Bingley: starts talking to the baby stream of consciousness style. Yes, he knows the baby doesn't understand a word. It doesn't matter to him. They are gonna be so close!
Mr. Collins: tells the baby how fortunate it is to be born under the esteemed patronage of Lady Catherine de Bourgh.
Edward Ferrars: holds baby. Starts hyperventilating, too many feelings. Delicately gives back the child and power walks out of the room. Spends a full hour in the garden crying and trying to calm down.
Colonel Brandon: big smile. Sits down. Cannot take his eyes off the creature. There are tears running down his face but he makes no attempt at concealing or drying them at all.

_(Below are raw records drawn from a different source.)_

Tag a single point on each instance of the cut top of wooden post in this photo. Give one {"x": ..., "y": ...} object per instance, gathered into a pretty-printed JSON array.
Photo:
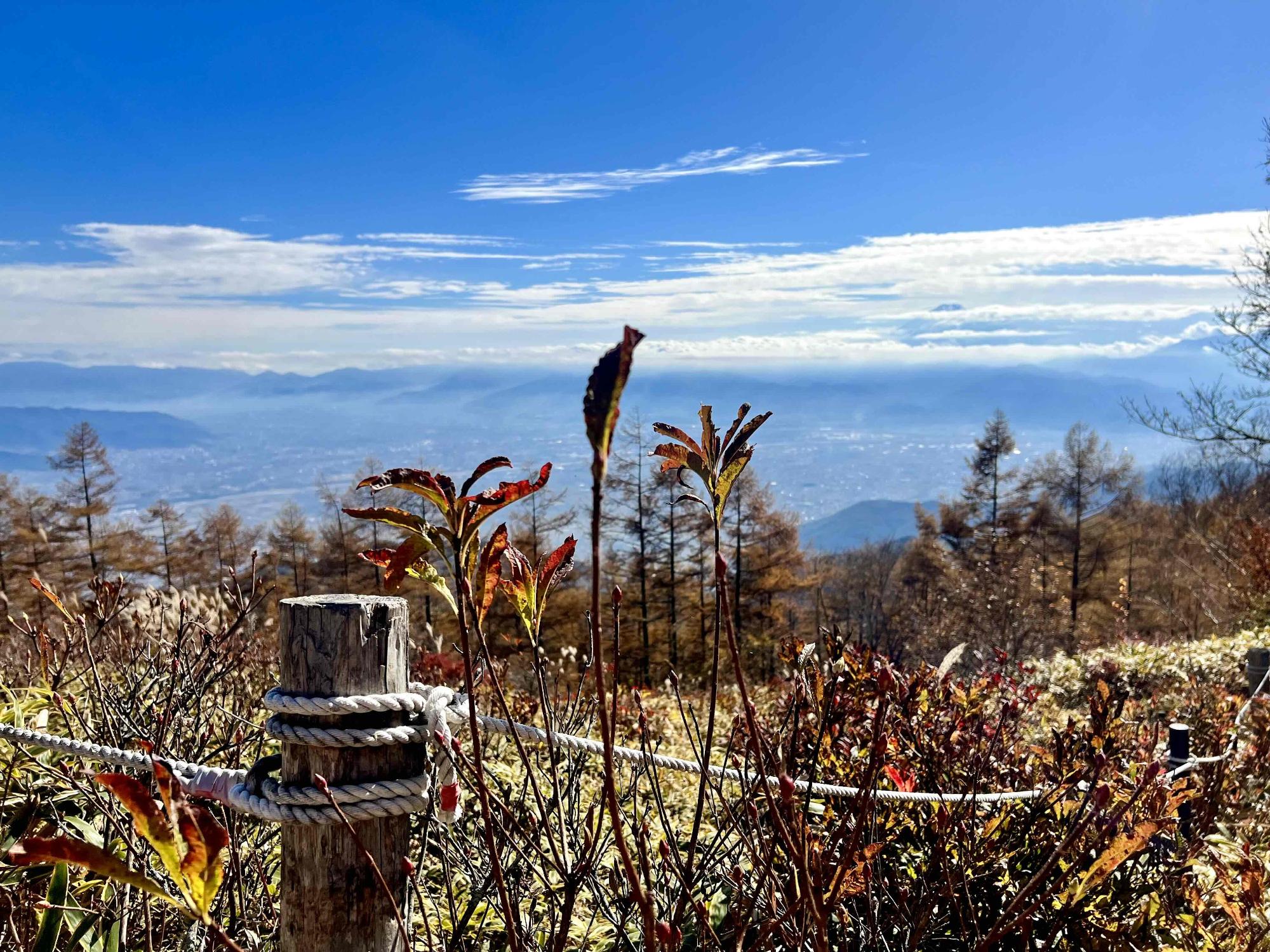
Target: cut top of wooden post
[
  {"x": 345, "y": 644},
  {"x": 331, "y": 899}
]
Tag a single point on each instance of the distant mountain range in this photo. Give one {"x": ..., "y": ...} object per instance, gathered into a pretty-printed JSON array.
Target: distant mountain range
[
  {"x": 27, "y": 433},
  {"x": 840, "y": 436},
  {"x": 869, "y": 521}
]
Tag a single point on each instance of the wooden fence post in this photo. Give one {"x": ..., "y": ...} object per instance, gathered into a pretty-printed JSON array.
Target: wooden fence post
[
  {"x": 1258, "y": 664},
  {"x": 1179, "y": 753},
  {"x": 331, "y": 899}
]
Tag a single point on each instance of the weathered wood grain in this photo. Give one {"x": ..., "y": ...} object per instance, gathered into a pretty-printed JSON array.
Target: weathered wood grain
[{"x": 331, "y": 901}]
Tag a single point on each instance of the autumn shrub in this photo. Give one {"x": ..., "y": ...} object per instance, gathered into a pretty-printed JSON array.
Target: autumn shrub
[{"x": 565, "y": 849}]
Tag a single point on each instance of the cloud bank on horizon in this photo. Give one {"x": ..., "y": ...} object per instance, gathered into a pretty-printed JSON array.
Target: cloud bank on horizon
[{"x": 227, "y": 298}]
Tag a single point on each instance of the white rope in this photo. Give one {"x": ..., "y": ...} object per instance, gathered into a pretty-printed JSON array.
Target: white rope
[
  {"x": 276, "y": 803},
  {"x": 444, "y": 711}
]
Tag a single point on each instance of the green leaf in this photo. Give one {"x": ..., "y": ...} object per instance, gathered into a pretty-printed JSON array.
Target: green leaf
[
  {"x": 731, "y": 474},
  {"x": 88, "y": 831},
  {"x": 37, "y": 851},
  {"x": 600, "y": 407},
  {"x": 83, "y": 935},
  {"x": 392, "y": 516},
  {"x": 20, "y": 826},
  {"x": 51, "y": 922},
  {"x": 147, "y": 818},
  {"x": 429, "y": 574}
]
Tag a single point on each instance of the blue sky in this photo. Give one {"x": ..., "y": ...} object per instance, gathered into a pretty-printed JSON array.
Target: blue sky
[{"x": 311, "y": 186}]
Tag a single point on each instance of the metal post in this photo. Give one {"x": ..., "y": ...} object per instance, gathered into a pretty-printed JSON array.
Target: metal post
[
  {"x": 1258, "y": 666},
  {"x": 331, "y": 898},
  {"x": 1179, "y": 753}
]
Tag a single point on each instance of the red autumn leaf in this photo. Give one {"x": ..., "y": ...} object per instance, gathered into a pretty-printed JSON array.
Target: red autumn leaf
[
  {"x": 557, "y": 565},
  {"x": 904, "y": 784},
  {"x": 600, "y": 406},
  {"x": 495, "y": 463}
]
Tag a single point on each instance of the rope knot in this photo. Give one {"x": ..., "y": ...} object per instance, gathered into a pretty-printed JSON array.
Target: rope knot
[{"x": 445, "y": 711}]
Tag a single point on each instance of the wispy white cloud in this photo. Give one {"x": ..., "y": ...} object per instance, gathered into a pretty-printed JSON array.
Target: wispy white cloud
[
  {"x": 551, "y": 187},
  {"x": 430, "y": 238},
  {"x": 972, "y": 334},
  {"x": 727, "y": 246},
  {"x": 1027, "y": 294}
]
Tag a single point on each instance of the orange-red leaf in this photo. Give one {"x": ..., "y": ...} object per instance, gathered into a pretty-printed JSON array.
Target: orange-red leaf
[
  {"x": 742, "y": 413},
  {"x": 1123, "y": 847},
  {"x": 486, "y": 505},
  {"x": 495, "y": 463},
  {"x": 392, "y": 516},
  {"x": 53, "y": 597},
  {"x": 438, "y": 489},
  {"x": 490, "y": 571},
  {"x": 676, "y": 433},
  {"x": 556, "y": 567}
]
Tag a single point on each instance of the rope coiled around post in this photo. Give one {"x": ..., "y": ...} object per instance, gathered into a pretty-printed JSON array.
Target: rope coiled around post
[{"x": 445, "y": 711}]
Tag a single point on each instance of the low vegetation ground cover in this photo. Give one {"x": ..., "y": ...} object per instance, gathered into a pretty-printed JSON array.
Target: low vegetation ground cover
[{"x": 561, "y": 850}]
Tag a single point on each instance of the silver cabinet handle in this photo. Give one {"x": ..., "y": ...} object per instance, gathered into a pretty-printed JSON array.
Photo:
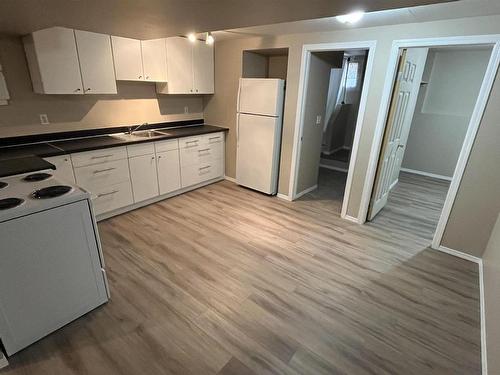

Mr. Knightley: deep breaths. Smile. More deep breaths. He's fine. He's fine and don't you dare assume otherwise.
Mr. Elton: high fives Augusta for making the best baby in the world.
Frank Churchill: people know him too well to let him hold a baby below the age of 2. He sits by the side of the crib and tries to catch the baby's attention. He does not understand that the baby cannot do that. He loves his child anyways.
Henry Tilney: a natural at baby-holding. That's it. Everybody else go home.
Frederick Wentworth: vid. Darcy.
Edmund Bertram: stares incredulous that he and Fanny could create such a thing. Gets lost in thought. Has to be asked to give the baby back 3 times before he reacts.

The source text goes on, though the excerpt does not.